A discussion of safety-related projects began with the introduction of Amtrak Police officer, Jake Mumford, who outlined his program.
Officer Mumford is now assigned to the Corridor, and a second officer will soon join him. He worked on other Amtrak lines, and said he is “very impressed with the way the Capitol Corridor operates, it is a safe system compared to other agencies, and I want to keep it that way.” From a law enforcement perspective, “As soon as passengers feel unsafe it takes only one incident and they go back to driving.” He interacts with passengers as often as possible, and wants “to be seen by riders.” He’s impressed with the CC Riders group of dedicated riders. He’s found that there is frequently a problem with local agencies that will delay movement of trains at accident scenes to the detriment of passengers on the trains, so he’s meeting with local agencies to interact with their police departments to keep “our transportation system working,” and he is looking forward to safe growth.

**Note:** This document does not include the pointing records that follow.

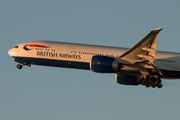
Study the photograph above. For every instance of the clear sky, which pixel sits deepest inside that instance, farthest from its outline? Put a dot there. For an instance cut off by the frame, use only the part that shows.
(47, 93)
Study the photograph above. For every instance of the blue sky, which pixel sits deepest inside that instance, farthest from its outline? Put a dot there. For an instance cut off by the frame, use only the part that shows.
(43, 93)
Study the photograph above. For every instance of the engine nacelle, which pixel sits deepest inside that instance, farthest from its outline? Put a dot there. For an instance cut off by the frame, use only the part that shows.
(104, 64)
(126, 79)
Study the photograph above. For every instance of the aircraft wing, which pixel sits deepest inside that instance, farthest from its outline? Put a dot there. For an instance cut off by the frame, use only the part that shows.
(143, 52)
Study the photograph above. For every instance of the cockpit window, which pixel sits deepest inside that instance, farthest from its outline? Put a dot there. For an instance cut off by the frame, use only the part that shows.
(16, 46)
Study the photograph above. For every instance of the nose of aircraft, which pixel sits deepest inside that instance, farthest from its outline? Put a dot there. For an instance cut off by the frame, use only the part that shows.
(11, 52)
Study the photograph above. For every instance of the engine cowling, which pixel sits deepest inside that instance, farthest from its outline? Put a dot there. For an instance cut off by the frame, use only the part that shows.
(104, 64)
(126, 79)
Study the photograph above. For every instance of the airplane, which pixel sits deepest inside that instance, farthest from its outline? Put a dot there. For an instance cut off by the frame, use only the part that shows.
(139, 65)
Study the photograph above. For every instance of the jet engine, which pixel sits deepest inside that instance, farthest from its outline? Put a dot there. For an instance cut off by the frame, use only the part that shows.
(104, 64)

A followup discussion with board members brought a question from Vice Chair Mary Ann Courville from Dixon, who represents Solano County, wondering if a “train watch” group similar to “Neighborhood Watch” could be developed. Mr. Skoropowski reviewed the existence of Operation Lifesaver. He went on to discuss the new proposal for a limited number of security cameras to be installed on trains, and a proposal being worked on with the Union Pacific for placing cameras 1 to 3 miles apart in the right-of-way which will trigger knowledge of problems ahead for engineers who may be in a blind area. Director Steve Cohn, who represents Sacramento County, said “Safety on trains is important, but it’s also important at stations.” Mr. Cohn told Officer Mumford he was pleased about him meeting with local agencies. The Corridor has been plagued with too many accidents and fatalities resulting from car drivers thinking they can beat trains to crossings.

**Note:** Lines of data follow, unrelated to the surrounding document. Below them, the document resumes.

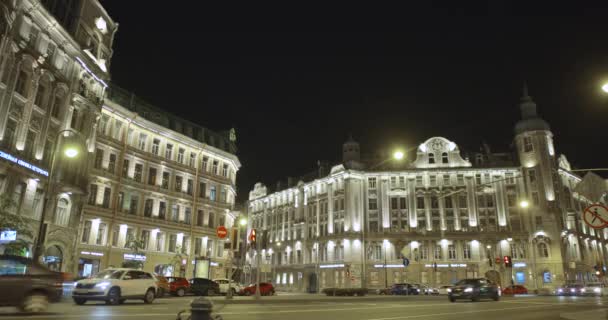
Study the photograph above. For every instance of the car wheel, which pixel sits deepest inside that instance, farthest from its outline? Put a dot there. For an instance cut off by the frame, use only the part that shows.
(113, 296)
(149, 296)
(35, 302)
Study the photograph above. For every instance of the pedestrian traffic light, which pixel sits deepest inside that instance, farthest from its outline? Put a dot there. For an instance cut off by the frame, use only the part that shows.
(508, 262)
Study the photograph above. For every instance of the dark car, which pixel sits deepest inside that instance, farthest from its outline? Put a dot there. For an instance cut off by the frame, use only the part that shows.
(474, 289)
(266, 289)
(178, 286)
(28, 285)
(204, 287)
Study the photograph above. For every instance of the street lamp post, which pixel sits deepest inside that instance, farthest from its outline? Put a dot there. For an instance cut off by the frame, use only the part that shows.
(71, 152)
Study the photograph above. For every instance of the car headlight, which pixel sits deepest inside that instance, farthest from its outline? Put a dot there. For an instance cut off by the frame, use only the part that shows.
(102, 285)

(l-r) CCJPB members Mary Ann Courville, Chairman Forrest Williams, Steve Cohn, Tom Blalock
Several “routine” items were discussed and funding approved, including an updated plan for the Oakland-San Jose Track Improvement Project which requires cost overruns on three projects bringing the total cost for this project to $61,840,345 from the Capitol Corridor and $485,000 from Caltrain. The 2007-08 Budget was likewise adopted, based on continuance of the current schedule of buses and trains, which amounts to $26,729,416 including $2,959,062 for Administration and $1.174,000 for Marketing. It should be noted the latter figure is the same as last year, as the second year of a two-year agreement with Glass McClure Advertising is entered which takes care of advertising @$540,000 per year. The FY 2007-08 Operating Agreement with Amtrak was also adopted. Working with Amtrak, the CCJPA has secured additional operating funds through Caltrans Division of Rail, with Caltrans Director Will Kempton’s support, for increased fuel/labor costs and improved yield (revenues per passenger mile traveled) so that the service expansion (to 32 trips weekdays/22 on weekends) can be continued and financed. This amount had been frozen for 6 straight years. The amount to Amtrak is $22,596,354. This agreement also “Maintains the modified UPRR railroad performance payment program of higher incentives for improved dispatching of Capitol Corridor trains,” which are “separate from Amtrak’s national payment to UPRR for systemwide performance.”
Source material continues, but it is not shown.